The decision to hold in-person classes at NYU will prove to be disastrous. Over the last few weeks, several major US schools, including the University of North Carolina at Chapel Hill, Notre Dame, Princeton and the University of Southern California, have been forced to revert to online instruction after explosions of COVID-19 amongst their students, staff and faculty. Despite this, NYU has decided to go ahead with a full reopening, knowingly sacrificing the lives of students staff, and faculty to increase its profits.

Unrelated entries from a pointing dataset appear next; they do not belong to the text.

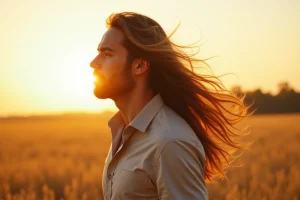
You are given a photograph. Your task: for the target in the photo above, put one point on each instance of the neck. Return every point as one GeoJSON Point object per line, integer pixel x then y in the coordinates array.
{"type": "Point", "coordinates": [132, 103]}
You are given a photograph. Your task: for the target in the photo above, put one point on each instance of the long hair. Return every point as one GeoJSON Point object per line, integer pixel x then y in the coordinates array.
{"type": "Point", "coordinates": [211, 112]}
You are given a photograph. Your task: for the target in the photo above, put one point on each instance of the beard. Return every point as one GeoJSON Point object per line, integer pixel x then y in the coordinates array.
{"type": "Point", "coordinates": [115, 86]}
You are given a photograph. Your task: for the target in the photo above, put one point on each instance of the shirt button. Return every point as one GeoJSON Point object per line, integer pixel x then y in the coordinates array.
{"type": "Point", "coordinates": [110, 176]}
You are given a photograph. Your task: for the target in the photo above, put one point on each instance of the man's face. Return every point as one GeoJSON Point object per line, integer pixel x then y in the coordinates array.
{"type": "Point", "coordinates": [111, 69]}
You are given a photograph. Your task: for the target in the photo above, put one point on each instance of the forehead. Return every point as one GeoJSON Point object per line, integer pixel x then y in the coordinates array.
{"type": "Point", "coordinates": [112, 38]}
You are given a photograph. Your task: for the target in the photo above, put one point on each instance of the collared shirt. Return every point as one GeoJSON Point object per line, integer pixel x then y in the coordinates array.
{"type": "Point", "coordinates": [157, 156]}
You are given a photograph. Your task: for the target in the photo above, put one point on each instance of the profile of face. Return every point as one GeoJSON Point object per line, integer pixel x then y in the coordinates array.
{"type": "Point", "coordinates": [111, 69]}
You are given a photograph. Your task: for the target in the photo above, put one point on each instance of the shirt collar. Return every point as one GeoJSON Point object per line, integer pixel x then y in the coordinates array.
{"type": "Point", "coordinates": [144, 118]}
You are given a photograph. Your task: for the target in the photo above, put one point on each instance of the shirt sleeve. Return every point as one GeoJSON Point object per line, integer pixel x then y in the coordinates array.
{"type": "Point", "coordinates": [180, 172]}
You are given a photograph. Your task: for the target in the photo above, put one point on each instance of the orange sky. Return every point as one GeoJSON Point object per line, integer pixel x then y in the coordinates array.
{"type": "Point", "coordinates": [46, 46]}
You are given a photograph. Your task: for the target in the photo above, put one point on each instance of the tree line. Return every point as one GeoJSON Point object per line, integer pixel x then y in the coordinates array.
{"type": "Point", "coordinates": [286, 101]}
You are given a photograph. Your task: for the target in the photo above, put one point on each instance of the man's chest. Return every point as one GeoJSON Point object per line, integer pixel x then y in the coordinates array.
{"type": "Point", "coordinates": [131, 171]}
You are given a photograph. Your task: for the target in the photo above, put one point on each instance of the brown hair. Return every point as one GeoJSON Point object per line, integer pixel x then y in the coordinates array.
{"type": "Point", "coordinates": [185, 91]}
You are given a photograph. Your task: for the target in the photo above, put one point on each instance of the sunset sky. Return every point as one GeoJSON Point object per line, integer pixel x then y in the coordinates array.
{"type": "Point", "coordinates": [46, 46]}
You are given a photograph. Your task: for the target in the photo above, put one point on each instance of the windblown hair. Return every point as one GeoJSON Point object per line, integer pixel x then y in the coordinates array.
{"type": "Point", "coordinates": [211, 112]}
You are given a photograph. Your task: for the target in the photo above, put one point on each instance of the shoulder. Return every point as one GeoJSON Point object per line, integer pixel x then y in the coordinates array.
{"type": "Point", "coordinates": [170, 130]}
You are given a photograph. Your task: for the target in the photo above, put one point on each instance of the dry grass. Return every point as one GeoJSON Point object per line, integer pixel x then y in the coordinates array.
{"type": "Point", "coordinates": [62, 158]}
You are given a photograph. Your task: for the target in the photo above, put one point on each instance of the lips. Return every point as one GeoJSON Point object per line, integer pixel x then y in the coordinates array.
{"type": "Point", "coordinates": [98, 78]}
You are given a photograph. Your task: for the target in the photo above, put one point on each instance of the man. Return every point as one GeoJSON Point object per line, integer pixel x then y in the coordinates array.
{"type": "Point", "coordinates": [157, 149]}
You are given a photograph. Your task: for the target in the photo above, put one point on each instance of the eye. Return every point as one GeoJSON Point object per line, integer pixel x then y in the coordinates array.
{"type": "Point", "coordinates": [106, 54]}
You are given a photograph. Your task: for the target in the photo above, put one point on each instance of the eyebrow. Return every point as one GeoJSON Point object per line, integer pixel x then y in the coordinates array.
{"type": "Point", "coordinates": [105, 49]}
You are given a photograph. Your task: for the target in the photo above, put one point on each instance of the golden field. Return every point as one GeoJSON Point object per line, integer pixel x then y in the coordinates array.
{"type": "Point", "coordinates": [61, 157]}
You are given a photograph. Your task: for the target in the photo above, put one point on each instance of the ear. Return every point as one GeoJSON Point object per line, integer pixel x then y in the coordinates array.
{"type": "Point", "coordinates": [140, 66]}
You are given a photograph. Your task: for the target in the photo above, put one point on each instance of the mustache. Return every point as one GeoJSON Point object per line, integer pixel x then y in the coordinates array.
{"type": "Point", "coordinates": [98, 76]}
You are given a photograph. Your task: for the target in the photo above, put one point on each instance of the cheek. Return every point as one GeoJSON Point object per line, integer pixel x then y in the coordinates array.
{"type": "Point", "coordinates": [112, 68]}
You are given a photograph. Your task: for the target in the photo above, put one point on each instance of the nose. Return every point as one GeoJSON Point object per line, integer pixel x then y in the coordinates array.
{"type": "Point", "coordinates": [93, 64]}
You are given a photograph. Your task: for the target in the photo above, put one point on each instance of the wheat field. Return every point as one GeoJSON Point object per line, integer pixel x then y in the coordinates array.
{"type": "Point", "coordinates": [61, 157]}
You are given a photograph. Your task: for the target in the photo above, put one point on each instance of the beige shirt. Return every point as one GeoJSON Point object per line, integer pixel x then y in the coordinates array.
{"type": "Point", "coordinates": [157, 156]}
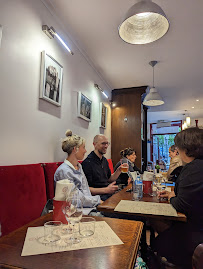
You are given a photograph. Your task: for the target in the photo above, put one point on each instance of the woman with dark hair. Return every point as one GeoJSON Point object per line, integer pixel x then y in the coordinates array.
{"type": "Point", "coordinates": [130, 155]}
{"type": "Point", "coordinates": [177, 243]}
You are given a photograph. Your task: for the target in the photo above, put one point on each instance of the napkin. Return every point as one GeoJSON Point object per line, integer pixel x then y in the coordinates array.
{"type": "Point", "coordinates": [63, 189]}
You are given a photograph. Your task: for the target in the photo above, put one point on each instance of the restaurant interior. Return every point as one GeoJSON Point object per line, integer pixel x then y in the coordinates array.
{"type": "Point", "coordinates": [97, 82]}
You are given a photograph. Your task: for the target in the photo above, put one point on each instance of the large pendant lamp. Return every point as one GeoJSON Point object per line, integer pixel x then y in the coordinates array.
{"type": "Point", "coordinates": [153, 98]}
{"type": "Point", "coordinates": [144, 23]}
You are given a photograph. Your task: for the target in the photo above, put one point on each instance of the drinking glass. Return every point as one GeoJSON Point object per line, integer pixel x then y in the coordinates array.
{"type": "Point", "coordinates": [73, 214]}
{"type": "Point", "coordinates": [124, 165]}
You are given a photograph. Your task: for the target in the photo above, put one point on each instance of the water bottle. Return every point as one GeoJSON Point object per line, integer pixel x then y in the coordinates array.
{"type": "Point", "coordinates": [137, 188]}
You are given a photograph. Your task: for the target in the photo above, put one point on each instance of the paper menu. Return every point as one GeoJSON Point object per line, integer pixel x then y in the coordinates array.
{"type": "Point", "coordinates": [103, 236]}
{"type": "Point", "coordinates": [146, 208]}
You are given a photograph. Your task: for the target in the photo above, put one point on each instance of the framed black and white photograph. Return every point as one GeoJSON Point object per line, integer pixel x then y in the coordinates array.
{"type": "Point", "coordinates": [103, 115]}
{"type": "Point", "coordinates": [84, 107]}
{"type": "Point", "coordinates": [51, 79]}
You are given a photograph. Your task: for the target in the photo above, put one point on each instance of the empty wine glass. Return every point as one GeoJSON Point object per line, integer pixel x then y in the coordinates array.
{"type": "Point", "coordinates": [73, 214]}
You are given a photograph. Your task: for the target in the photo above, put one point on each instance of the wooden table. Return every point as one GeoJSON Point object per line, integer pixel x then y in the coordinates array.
{"type": "Point", "coordinates": [110, 204]}
{"type": "Point", "coordinates": [112, 257]}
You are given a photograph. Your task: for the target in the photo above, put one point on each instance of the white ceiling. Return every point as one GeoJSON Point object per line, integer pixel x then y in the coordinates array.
{"type": "Point", "coordinates": [93, 25]}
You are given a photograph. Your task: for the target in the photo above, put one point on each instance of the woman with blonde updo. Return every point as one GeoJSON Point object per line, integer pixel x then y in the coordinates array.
{"type": "Point", "coordinates": [71, 169]}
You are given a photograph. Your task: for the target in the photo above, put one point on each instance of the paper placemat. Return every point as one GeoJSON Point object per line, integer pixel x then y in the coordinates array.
{"type": "Point", "coordinates": [104, 236]}
{"type": "Point", "coordinates": [146, 208]}
{"type": "Point", "coordinates": [167, 188]}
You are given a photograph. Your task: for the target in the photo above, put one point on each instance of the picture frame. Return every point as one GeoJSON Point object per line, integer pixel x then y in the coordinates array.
{"type": "Point", "coordinates": [103, 115]}
{"type": "Point", "coordinates": [51, 79]}
{"type": "Point", "coordinates": [84, 107]}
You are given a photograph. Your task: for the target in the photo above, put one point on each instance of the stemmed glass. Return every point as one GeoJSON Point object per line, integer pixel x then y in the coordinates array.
{"type": "Point", "coordinates": [73, 214]}
{"type": "Point", "coordinates": [160, 186]}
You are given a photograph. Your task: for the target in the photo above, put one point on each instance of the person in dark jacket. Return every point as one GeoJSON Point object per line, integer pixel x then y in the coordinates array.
{"type": "Point", "coordinates": [96, 169]}
{"type": "Point", "coordinates": [130, 155]}
{"type": "Point", "coordinates": [177, 243]}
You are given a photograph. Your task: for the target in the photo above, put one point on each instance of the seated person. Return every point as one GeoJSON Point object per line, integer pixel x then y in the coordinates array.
{"type": "Point", "coordinates": [71, 169]}
{"type": "Point", "coordinates": [97, 171]}
{"type": "Point", "coordinates": [130, 155]}
{"type": "Point", "coordinates": [162, 163]}
{"type": "Point", "coordinates": [174, 162]}
{"type": "Point", "coordinates": [178, 241]}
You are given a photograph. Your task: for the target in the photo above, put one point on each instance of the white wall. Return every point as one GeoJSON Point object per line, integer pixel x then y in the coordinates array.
{"type": "Point", "coordinates": [31, 128]}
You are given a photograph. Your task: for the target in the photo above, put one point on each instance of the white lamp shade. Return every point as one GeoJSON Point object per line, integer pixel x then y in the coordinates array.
{"type": "Point", "coordinates": [144, 23]}
{"type": "Point", "coordinates": [153, 98]}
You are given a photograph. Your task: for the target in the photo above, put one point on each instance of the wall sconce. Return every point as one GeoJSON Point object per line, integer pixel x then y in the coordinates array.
{"type": "Point", "coordinates": [51, 33]}
{"type": "Point", "coordinates": [100, 89]}
{"type": "Point", "coordinates": [125, 119]}
{"type": "Point", "coordinates": [186, 122]}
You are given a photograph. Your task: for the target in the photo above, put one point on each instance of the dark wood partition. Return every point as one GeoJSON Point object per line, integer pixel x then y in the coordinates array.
{"type": "Point", "coordinates": [126, 122]}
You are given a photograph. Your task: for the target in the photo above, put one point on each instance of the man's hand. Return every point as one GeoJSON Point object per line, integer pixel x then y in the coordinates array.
{"type": "Point", "coordinates": [112, 188]}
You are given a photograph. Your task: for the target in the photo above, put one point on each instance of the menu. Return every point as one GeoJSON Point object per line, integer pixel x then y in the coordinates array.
{"type": "Point", "coordinates": [146, 208]}
{"type": "Point", "coordinates": [103, 236]}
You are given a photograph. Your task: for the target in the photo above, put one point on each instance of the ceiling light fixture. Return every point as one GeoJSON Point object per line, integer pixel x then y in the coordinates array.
{"type": "Point", "coordinates": [153, 98]}
{"type": "Point", "coordinates": [51, 33]}
{"type": "Point", "coordinates": [99, 88]}
{"type": "Point", "coordinates": [144, 23]}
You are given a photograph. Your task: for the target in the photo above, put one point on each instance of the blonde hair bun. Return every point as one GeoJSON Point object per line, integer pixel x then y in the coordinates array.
{"type": "Point", "coordinates": [69, 133]}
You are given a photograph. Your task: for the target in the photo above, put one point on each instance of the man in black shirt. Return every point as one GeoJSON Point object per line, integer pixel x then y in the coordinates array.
{"type": "Point", "coordinates": [97, 171]}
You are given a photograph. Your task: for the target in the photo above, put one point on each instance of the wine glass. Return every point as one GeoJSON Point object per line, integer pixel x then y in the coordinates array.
{"type": "Point", "coordinates": [73, 214]}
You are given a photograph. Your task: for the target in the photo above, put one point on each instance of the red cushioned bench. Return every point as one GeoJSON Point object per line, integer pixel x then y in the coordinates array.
{"type": "Point", "coordinates": [22, 195]}
{"type": "Point", "coordinates": [49, 171]}
{"type": "Point", "coordinates": [24, 191]}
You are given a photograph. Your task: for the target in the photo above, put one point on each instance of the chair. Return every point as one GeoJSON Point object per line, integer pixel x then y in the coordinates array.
{"type": "Point", "coordinates": [197, 258]}
{"type": "Point", "coordinates": [175, 173]}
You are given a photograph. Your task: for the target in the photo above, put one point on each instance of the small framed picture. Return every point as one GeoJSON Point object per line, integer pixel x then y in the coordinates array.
{"type": "Point", "coordinates": [51, 79]}
{"type": "Point", "coordinates": [84, 107]}
{"type": "Point", "coordinates": [103, 115]}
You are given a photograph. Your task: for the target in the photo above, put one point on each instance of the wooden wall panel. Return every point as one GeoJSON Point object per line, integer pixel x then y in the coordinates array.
{"type": "Point", "coordinates": [126, 133]}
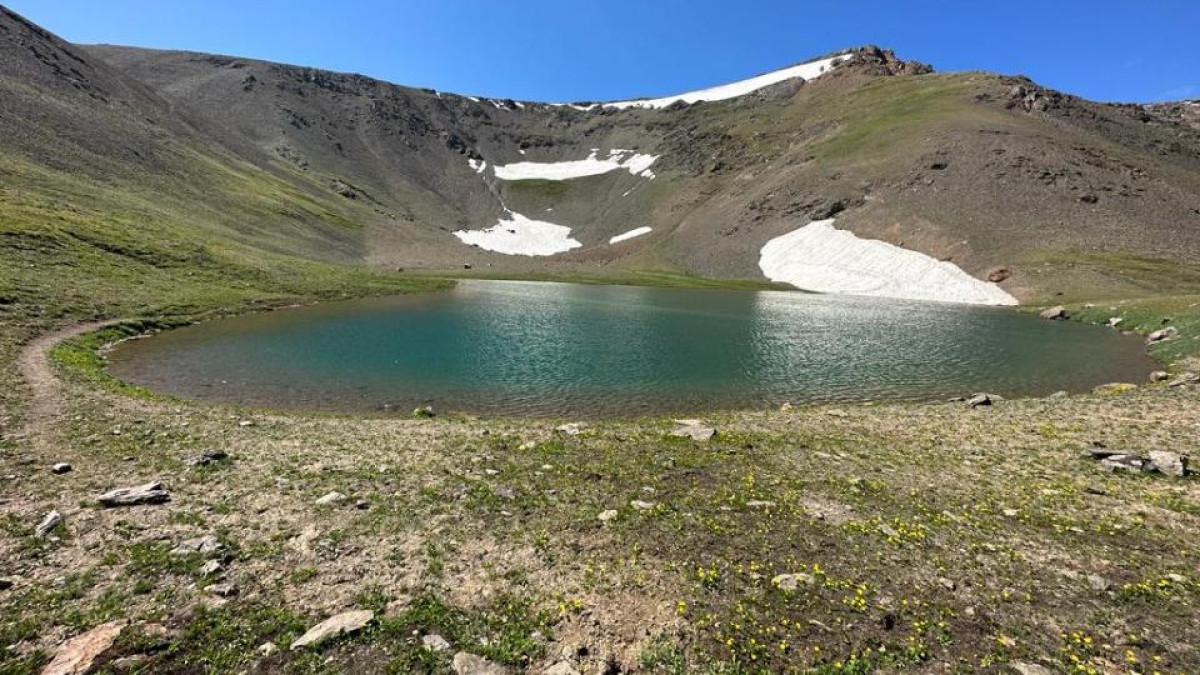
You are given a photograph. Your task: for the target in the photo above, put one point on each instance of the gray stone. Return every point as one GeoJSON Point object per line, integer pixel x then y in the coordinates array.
{"type": "Point", "coordinates": [694, 429]}
{"type": "Point", "coordinates": [346, 623]}
{"type": "Point", "coordinates": [435, 643]}
{"type": "Point", "coordinates": [979, 400]}
{"type": "Point", "coordinates": [77, 655]}
{"type": "Point", "coordinates": [471, 664]}
{"type": "Point", "coordinates": [1171, 464]}
{"type": "Point", "coordinates": [792, 581]}
{"type": "Point", "coordinates": [148, 494]}
{"type": "Point", "coordinates": [1023, 668]}
{"type": "Point", "coordinates": [207, 544]}
{"type": "Point", "coordinates": [334, 497]}
{"type": "Point", "coordinates": [1162, 335]}
{"type": "Point", "coordinates": [48, 524]}
{"type": "Point", "coordinates": [207, 458]}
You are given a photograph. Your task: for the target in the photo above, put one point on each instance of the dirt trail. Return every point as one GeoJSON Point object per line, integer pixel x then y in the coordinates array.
{"type": "Point", "coordinates": [46, 389]}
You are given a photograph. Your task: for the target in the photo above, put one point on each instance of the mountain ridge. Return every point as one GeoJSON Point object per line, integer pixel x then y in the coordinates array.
{"type": "Point", "coordinates": [996, 174]}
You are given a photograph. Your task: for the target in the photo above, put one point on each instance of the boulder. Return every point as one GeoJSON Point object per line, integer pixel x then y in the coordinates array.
{"type": "Point", "coordinates": [1162, 335]}
{"type": "Point", "coordinates": [149, 494]}
{"type": "Point", "coordinates": [694, 429]}
{"type": "Point", "coordinates": [77, 655]}
{"type": "Point", "coordinates": [1171, 464]}
{"type": "Point", "coordinates": [792, 581]}
{"type": "Point", "coordinates": [207, 544]}
{"type": "Point", "coordinates": [48, 524]}
{"type": "Point", "coordinates": [346, 623]}
{"type": "Point", "coordinates": [330, 499]}
{"type": "Point", "coordinates": [471, 664]}
{"type": "Point", "coordinates": [979, 400]}
{"type": "Point", "coordinates": [207, 458]}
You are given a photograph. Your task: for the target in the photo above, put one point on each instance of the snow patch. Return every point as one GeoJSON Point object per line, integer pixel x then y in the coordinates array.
{"type": "Point", "coordinates": [810, 70]}
{"type": "Point", "coordinates": [520, 236]}
{"type": "Point", "coordinates": [634, 162]}
{"type": "Point", "coordinates": [630, 234]}
{"type": "Point", "coordinates": [826, 260]}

It is imperative that all students realize the danger they are facing in returning to school. What is needed is not the division of students along identity-based lines, but their unification against the present, barbaric social order. The fight against all forms of exploitation and oppression is inherently linked to the fight against capitalism. Students at NYU and universities around the world who seek to fight for genuine social equality must turn to the international working class, the great, powerful, progressive force in society. It is only by uniting workers of all races, ethnicities, genders, sexual orientations and nationalities behind a clear socialist program and perspective that capitalist barbarism will be overcome.

The Socialist Equality Party (SEP) and the International Youth and Students for Social Equality (IYSSE) are at the forefront of this struggle, striving to provide the working class with the independent socialist leadership that is necessary to end a social order that prioritizes private profit over social need.